The resident population of San Francisco is 845,602.

In addition to Golden Gate Park (which is larger than New York City’s Central Park) San Francisco is home to the Golden Gate National Recreation Area, one of the largest urban national parks in America. The GGNRA includes Alcatraz, the Presidio, Muir Woods, Land’s End and Ocean Beach.

Conservatory of Flowers

San Francisco has been a center of diversity since the 1949 Gold Rush attracted people from around the world. Vibrant Asian, African American, Latino, LGBT and other communities create a rich cultural tapestry.

San Francisco International Airport (SFO) offers non-stop flights to more than 34 international cities on 29 international carriers. The Bay Area’s largest airport connects non-stop with 78 cities in the U.S. on 15 domestic airlines. SFO is proud to offer upgraded free Wi-Fi with no advertising. For up-to-the-minute departure and arrival information, airport maps and details on shopping, dining, cultural exhibitions, ground transportation and more, visit Follow us on and

Exterior view of San Francisco International Airport's International Terminal. The complex opened in December 2000.

The Port of San Francisco hosts over 80 cruise ship calls and 300,000 passengers annually at the James R. Herman (Pier 27) and Pier 35 cruise terminals. Itineraries include round trip cruises from San Francisco to Alaska, Hawaii, and Mexico, as well as repositioning calls and coastal voyages in the spring and fall.

With four routes of service, Amtrak offers a convenient and enjoyable travel option to the Bay Area, with spacious and comfortable seating, Wi-Fi (on select trains) as well as a variety of dining options on board. San Francisco is served via thruway bus connections from nearby Emeryville across the bay to various travel hotspots and transfer hubs downtown.


From the north, visitors can take the Coast Starlight from Seattle and Portland, or the Capitol Corridor from Sacramento. From the south the Coast Starlight travels daily from Los Angeles, and the San Joaquin offers departures from Bakersfield and Fresno. From the east, the California Zephyr travels from Chicago and Denver daily.

Perhaps the most famous street in San Francisco is Lombard, “the crookedest street in the world.” Grant Avenue in Chinatown was immortalized in a song in the musical “Flower Drum Song.” And Castro Street is known as the gay Mecca in the LGBT world.


Beyond the iconic streets and bustling boulevards, San Francisco is filled with charming neighborhoods that invite visitors to explore on foot, by bicycle or behind the wheel.

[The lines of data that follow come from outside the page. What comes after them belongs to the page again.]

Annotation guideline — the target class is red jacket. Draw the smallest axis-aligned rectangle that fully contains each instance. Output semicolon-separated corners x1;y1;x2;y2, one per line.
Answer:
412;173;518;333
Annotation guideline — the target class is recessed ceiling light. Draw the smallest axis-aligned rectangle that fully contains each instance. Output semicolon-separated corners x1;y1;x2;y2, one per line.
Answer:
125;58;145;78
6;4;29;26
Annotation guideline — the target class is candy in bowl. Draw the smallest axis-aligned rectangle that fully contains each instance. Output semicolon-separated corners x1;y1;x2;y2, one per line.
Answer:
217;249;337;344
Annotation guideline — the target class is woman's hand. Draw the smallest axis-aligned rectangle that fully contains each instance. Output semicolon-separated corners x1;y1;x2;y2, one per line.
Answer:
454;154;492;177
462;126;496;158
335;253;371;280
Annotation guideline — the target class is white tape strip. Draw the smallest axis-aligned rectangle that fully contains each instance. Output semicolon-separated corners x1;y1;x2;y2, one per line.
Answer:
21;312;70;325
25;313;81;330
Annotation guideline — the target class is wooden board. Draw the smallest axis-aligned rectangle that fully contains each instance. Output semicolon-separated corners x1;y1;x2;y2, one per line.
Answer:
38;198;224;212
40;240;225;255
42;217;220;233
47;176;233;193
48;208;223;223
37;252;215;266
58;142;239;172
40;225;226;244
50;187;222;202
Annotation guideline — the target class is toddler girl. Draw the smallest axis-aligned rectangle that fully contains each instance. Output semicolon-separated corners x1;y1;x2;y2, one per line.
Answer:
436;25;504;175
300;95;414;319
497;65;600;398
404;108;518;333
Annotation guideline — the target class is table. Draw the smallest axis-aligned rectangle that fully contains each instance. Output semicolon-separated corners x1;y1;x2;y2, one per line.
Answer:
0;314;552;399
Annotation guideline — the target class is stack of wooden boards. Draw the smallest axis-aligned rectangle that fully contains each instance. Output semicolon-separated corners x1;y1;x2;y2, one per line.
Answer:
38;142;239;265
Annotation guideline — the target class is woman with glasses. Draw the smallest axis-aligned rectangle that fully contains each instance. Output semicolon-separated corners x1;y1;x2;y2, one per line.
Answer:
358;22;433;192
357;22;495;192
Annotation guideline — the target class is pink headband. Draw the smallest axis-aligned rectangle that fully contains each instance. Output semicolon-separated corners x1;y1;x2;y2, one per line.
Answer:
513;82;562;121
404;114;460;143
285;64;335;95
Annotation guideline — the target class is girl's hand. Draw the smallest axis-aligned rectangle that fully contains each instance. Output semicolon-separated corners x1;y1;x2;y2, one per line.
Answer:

These “food firsts” also started here or “within a fog horn’s sound of the Golden Gate,” as one writer put it: Green Goddess Salad Dressing; Martinis; Cioppino; The Popsicle; Chicken Tetrazzini; Celery Victor; Crab Louis; Irish Coffee; Mai Tais; Fortune Cookies

San Francisco has many famous chefs, beginning with Alice Waters who introduced California Cuisine at Chez Panisse in Berkeley. Celebrity chefs around town include Michael Mina, Traci des Jardin, Charles Phan, Corey Lee, Mourad Lahlou, Chris Cosentino and others. The Food Network and other cooking programs regularly feature San Francisco’s newest and rising culinary stars.


San Francisco celebrates food and drink with festivals throughout the year: California Restaurant Week in January, San Francisco Beer week also in January, ZAP (Zinfandel Advocates and Producers) in February, the International Chocolate Salon in March, the Black Cuisine Festival in spring, Eat Drink SF in August. The Ghirardelli Chocolate Festival in September and more.


San Francisco has two restaurants with the ultimate rating, three Michelin stars. There are five two-star restaurant and 24 one-star restaurants in the city.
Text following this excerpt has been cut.